Well worth a visit if you are in the New Forest or Lymington areas.

Jack


----------



## JoeQ (Jan 8, 2009)

Leratty said:


> Does anyone know what happened to the few (6-7 I think or was it 3?) survivors of HMS Hood in later life? Were they awarded any decoration, did they go back to sea for rest of W.W.2, same same the Bismark survivors? I did see a do***entary after the Bismark was found where some of the latter went out to the site with Ballard & held a service & were interviewed. A couple were almost in tears remembering that they had been saved by the RN telling how well they were treated & recalling how sad it was that the rest had to be left in water due to a submarine alert. The Prinz Eugen out of interest is in Bikini (Atoll) Lagoon Micronesia, we have dived her. she is upside down with forward gun turrets having fallen off when she turned turtle, bow in about 140-60', her stern is above water. She was used along with a number of other vessels including a US aircraft carrier which we have also dived, Japanese battleship, cargo vessels & a sub in the U.S. Hydrogen bomb tests there. Experienced divers can penetrate her which we have, also swum through the bridge, pretty spooky let me tell you.

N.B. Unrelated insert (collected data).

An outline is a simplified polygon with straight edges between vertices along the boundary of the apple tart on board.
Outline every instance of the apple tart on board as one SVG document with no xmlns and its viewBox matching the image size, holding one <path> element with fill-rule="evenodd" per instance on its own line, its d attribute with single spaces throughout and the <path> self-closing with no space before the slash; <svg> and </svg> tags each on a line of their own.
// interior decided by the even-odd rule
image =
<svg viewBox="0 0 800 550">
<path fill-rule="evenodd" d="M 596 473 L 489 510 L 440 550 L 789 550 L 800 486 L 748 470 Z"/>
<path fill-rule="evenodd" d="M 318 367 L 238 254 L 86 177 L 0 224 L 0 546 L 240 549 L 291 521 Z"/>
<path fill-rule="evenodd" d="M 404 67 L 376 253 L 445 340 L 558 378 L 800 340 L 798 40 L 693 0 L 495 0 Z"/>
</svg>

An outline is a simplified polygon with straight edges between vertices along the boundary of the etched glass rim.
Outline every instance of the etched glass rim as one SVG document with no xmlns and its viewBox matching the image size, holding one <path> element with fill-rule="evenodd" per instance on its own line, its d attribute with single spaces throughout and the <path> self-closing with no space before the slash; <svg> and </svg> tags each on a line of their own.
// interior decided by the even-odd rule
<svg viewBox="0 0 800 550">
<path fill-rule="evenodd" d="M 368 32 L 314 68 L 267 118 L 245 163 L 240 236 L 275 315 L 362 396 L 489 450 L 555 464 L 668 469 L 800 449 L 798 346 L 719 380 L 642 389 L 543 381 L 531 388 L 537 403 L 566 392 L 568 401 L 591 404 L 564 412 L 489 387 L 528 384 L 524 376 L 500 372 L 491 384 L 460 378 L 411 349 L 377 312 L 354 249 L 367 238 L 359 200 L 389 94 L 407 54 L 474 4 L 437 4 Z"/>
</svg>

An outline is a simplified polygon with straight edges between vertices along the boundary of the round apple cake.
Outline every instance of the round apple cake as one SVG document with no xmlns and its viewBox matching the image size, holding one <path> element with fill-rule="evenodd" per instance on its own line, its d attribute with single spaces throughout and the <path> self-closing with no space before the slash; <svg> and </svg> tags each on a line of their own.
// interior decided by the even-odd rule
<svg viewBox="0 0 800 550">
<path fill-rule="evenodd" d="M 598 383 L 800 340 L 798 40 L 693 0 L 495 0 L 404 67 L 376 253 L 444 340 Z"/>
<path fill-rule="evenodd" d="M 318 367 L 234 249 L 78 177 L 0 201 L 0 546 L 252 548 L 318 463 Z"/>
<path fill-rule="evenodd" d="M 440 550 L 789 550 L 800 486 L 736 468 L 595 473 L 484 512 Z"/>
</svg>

The last survivor of HMS Hood died in 2008, his obituary is here:

http://www.telegraph.co.uk/news/obituaries/3140770/Ted-Briggs.html


----------



## Leratty (Jun 3, 2012)

Morning Joe Q, thanks so much for that much appreciated. I wonder if indeed the salvo that caused the deck penetration was as implied in that obit "deliberately fired to exploit her weakness"? I am not sure but interesting anyway.


----------



## n. liddell (sparks) (Nov 21, 2008)

I have just read with some amazement and discust that a scheme has been put forward, and approved by the powers that be, to allow an American entrepeneur to raise the bell from HMS HOOD and put it on display. Is it me or is this not a blatant case of grave robbing and profiteering. As one who lost a family member in this action I am horrified to think what they will allow next. I wonder what the American government would say if this guy wanted to remove articles of interest from the USS ARIZONA for instance.


----------



## Boatman25 (May 17, 2010)

The HOOD association is backing it and the Royal Navy museum is to show and keep it, the American is doing it for free, so people should be getting the story right and thanking him not pulling him to pieces, as said better brought up than stolen by some collectors, the story is on this Hood site http://hmshood.com/association/archi...s/bell2012.htm


----------